Quantitative Magnetization Transfer (qMT) Experiments

The MT ratio (MTR) has been used as an overall measure of demyelination in brain, and its change has been measured for several neurologic conditions, such as mild cognitive impairment and dementia of Alzheimer’s type (Bozzali et al., 2001; Kabani et al., 2002; Mascalchi et al., 2013; Ridha et al., 2007). In order to examine possible contribution of MTC effects to the ΔST(±3.6) signal in the WT and APP mice, quantitative magnetization transfer (qMT) experiments were also performed on all APP and WT mice using the on-resonance variable delay multiple pulse (onVDMP) technique (van Gelderen et al., 2017; Xu et al., 2017; Xu et al., 2014). The qMT parametric maps were obtained by fitting the onVDMP buildup curves recorded using four binomial pulses (2 ms, 93.6 μT) with five mixing times (0, 25, 50, 150 and 250 ms). The total experimental time for the qMT experiment was 2 minutes. A two-pool model was assumed including the water and the macromolecular protons, respectively. Then, two parametric maps, the macromolecular pool to water exchange rate for the MTC pool (km) and the fractional concentration of the macromolecules relative to that of the water protons (fm), were calculated.

T1/T2 Relaxation Time Measurements

In order to examine the possible contribution of T1 and T2 relaxation times to the difference we observed in the ΔST(±3.6) signal between WT and APP mice, T1 and T2 measurements were also performed on all mice. T1 maps were acquired using the same geometry and spatial resolution as CEST MRI using a RAREVTR sequence (RARE with variable TR =0.5, 1, 1.5, 2, 3.5, 5, 8 s), while the T2 map was obtained by a multi-slice multi-echo (MSME) MRI with geometry identical to that of the T1 map measurement and an echo space of 10 ms.

Data Analysis

All MRI Images were processed using custom-written MATLAB scripts (MathWorks, www.mathworks.com). When processing the radial images, Savitzky-Golay filtering was used to smooth the phase navigation signal, which was implemented using the Matlab built-in function “sgolayfilt” with polynomial order of two and frame size of seven. A baseline correction method named BEADS (Baseline Estimation And Denoising with Sparsity) was used to remove baseline drift in the phase navigation signal (Ning et al., 2014). A local peak searching algorithm was used to find the peaks and corresponding radial spokes, which is accomplished by the Matlab built-in function “findpeaks”. The degraded radial spokes were discarded to avoid potential motion artifacts. In the qMT study, a Matlab script from the literature was used for calculating the parametric maps (Xu et al., 2017). A two-sample t test was performed between the WT and AD mice groups using the MATLAB build-in function “ttest” and was considered statistically significant for p<0.05 and highly significant when p<0.001.

Results

Phantom Experiments

The Z-spectra (Ssat/S0) of hair conditioner (HC), egg white and Glu solution phantoms acquired with various saturation amplitudes (B1) are plotted in Figs. 3A-C, respectively.
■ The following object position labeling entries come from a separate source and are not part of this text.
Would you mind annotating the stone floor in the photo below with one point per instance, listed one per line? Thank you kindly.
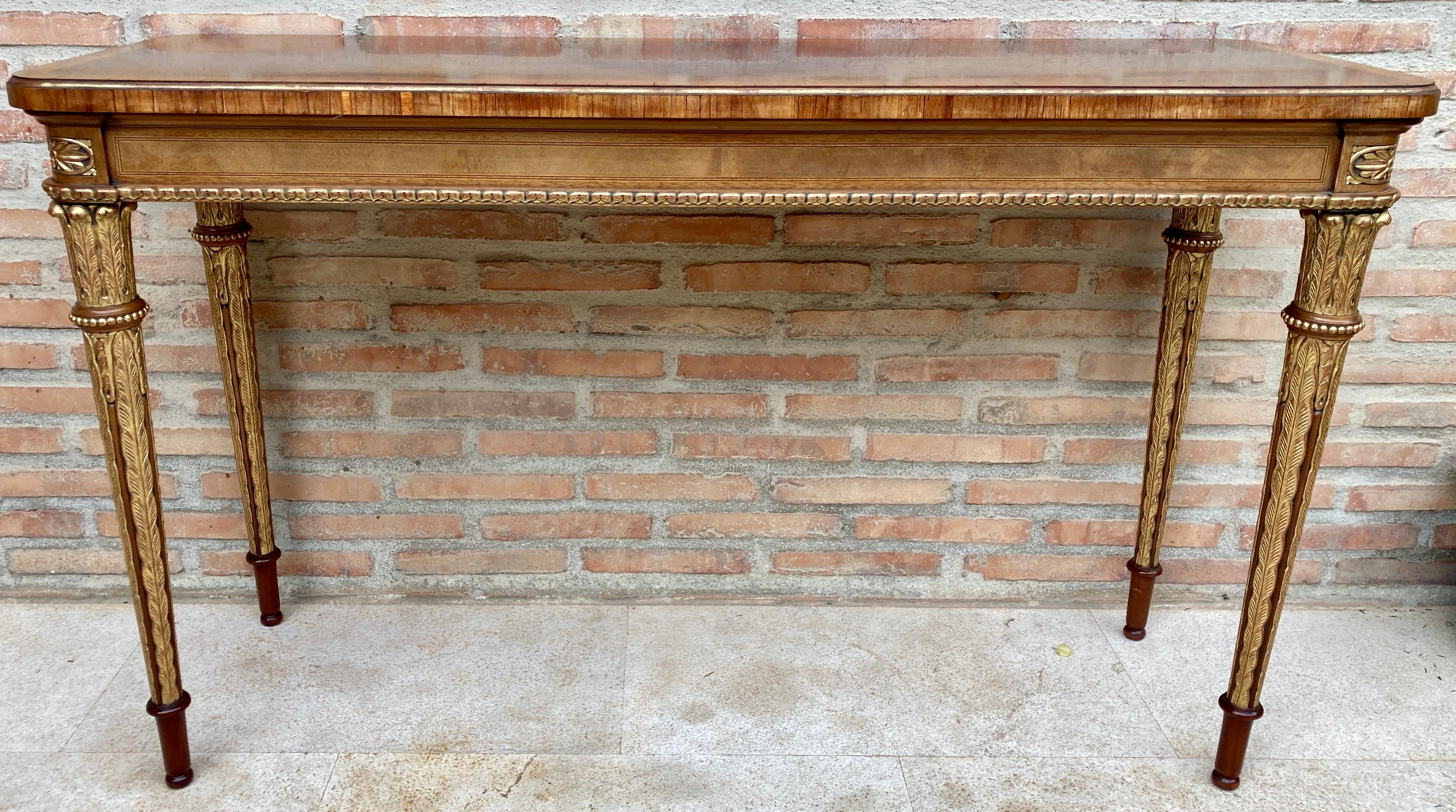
(476, 708)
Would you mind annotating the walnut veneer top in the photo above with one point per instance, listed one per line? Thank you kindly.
(816, 79)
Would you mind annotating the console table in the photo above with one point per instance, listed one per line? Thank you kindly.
(1195, 126)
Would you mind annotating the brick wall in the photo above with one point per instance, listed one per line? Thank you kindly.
(603, 404)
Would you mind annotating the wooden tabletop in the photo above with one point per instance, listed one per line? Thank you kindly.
(879, 79)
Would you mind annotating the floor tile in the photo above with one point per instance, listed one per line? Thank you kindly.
(111, 782)
(1342, 684)
(54, 661)
(344, 679)
(1173, 785)
(879, 681)
(611, 784)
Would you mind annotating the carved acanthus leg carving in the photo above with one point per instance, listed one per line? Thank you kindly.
(1321, 321)
(1192, 240)
(108, 310)
(223, 235)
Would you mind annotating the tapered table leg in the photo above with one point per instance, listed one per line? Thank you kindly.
(1192, 240)
(223, 235)
(1321, 322)
(108, 310)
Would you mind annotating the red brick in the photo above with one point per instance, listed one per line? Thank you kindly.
(794, 277)
(392, 271)
(36, 313)
(956, 449)
(1426, 183)
(1411, 415)
(472, 225)
(880, 230)
(1125, 533)
(679, 562)
(672, 488)
(876, 322)
(1072, 324)
(299, 488)
(679, 405)
(30, 440)
(500, 276)
(1228, 571)
(1391, 571)
(1439, 328)
(915, 369)
(372, 444)
(1113, 452)
(15, 126)
(769, 367)
(369, 359)
(59, 28)
(680, 321)
(186, 524)
(533, 527)
(165, 25)
(57, 482)
(861, 491)
(979, 277)
(1376, 454)
(873, 408)
(702, 229)
(318, 564)
(750, 526)
(435, 404)
(482, 318)
(484, 487)
(1435, 233)
(389, 25)
(27, 357)
(857, 564)
(47, 401)
(1340, 37)
(65, 561)
(1401, 498)
(1049, 568)
(1385, 370)
(577, 363)
(328, 527)
(1129, 367)
(285, 315)
(567, 443)
(761, 447)
(1076, 233)
(945, 529)
(978, 28)
(41, 524)
(479, 562)
(174, 441)
(22, 273)
(1413, 281)
(1347, 536)
(298, 404)
(302, 225)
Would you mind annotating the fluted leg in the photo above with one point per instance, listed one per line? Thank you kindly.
(1321, 321)
(110, 313)
(1192, 240)
(223, 235)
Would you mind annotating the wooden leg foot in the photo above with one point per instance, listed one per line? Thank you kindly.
(1139, 599)
(1234, 741)
(177, 759)
(266, 575)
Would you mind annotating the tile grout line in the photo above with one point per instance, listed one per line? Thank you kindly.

Broad Z-spectra are observed for the HC phantom (Fig. 3A) with the signal intensity at larger offsets (outside the solution proton spectral region between −5 and 5 ppm) still not unity. The HC Z-spectra are asymmetric with respect to the water offset, an effect that becomes more apparent at higher B1 due to the quadratic increase in MTC effect with B1. In egg white, the model for mobile proteins and peptides (Fig. 3B), the CEST signal represented by the water signal reduction due to saturation transfer ΔZ (Eq. 2), is observed only over the solution proton spectral range from −5 ppm to 5 ppm. The same phenomenon is observed in the Glu solution, with a broad resonance within the range −1 ppm to 3.6 ppm (Fig. 3C). The saturation amplitude dependent water signal reductions (Eq. 2) at 3.6 ppm, ΔZ(3.6), for HC, egg white and Glu solution are plotted in Fig. 3D. It can be seen that the ΔZ(3.6) for the egg white is linearly dependent on the saturation amplitude in the B1 range from 0 to 2 μT, while the ΔZ(3.6) of HC is not. The ΔZ(3.6) of the Glu solution is negligible at saturation amplitudes below 1.0 μT. Therefore, the contamination from the amine protons in the mobile protein Δ3.6 signal can be minimized by applying saturation amplitudes lower than 0.9 μT. When subtracting the Z-spectral signals at 8 ppm and 3.6 ppm to obtain ΔST(3.6), the values (Fig. 3E) are identical to the ΔZ(3.6) in Fig. 3D for egg white and Glu, because of the negligible saturation for these two phantoms at 8 ppm. On the other hand, the ΔST(3.6) signal of HC is significantly smaller (0.7% at 0.9 μT, Fig. 3E) compared to the ΔZ(3.6) signal (2.4% at 0.9 μT, Fig. 3D), which indicates that the proposed method, i.e., subtracting the signal between 8 ppm and ±3.6 ppm of the Z-spectrum, can suppress the main part of the MTC contributions.

Fig 3.

Fig 3.

The Z-spectra of (A) hair conditioner (HC), (B) egg white and (C) Glu solution acquired by UTE-CEST MRI with different saturation amplitudes (0.6 μT, 0.9 μT, 1.2 μT and 2.0 μT). TR=40 ms, TE=0.3 ms and matrix size 96×96 were used for the experiments. (D) The water signal reduction at 3.6 ppm (ΔZ(3.6) for HC, egg white and Glu solution as a function of saturation amplitude. (E) The ΔST(3.6) signal of egg white, HC and Glu solution obtained by taking the signal difference between offsets 3.6 ppm and 8 ppm plotted as a function of saturation amplitude. The dashed line is a linear least square fitted curve for the ΔST(3.6) signal (Eq.1) of egg white (y = 0.047x).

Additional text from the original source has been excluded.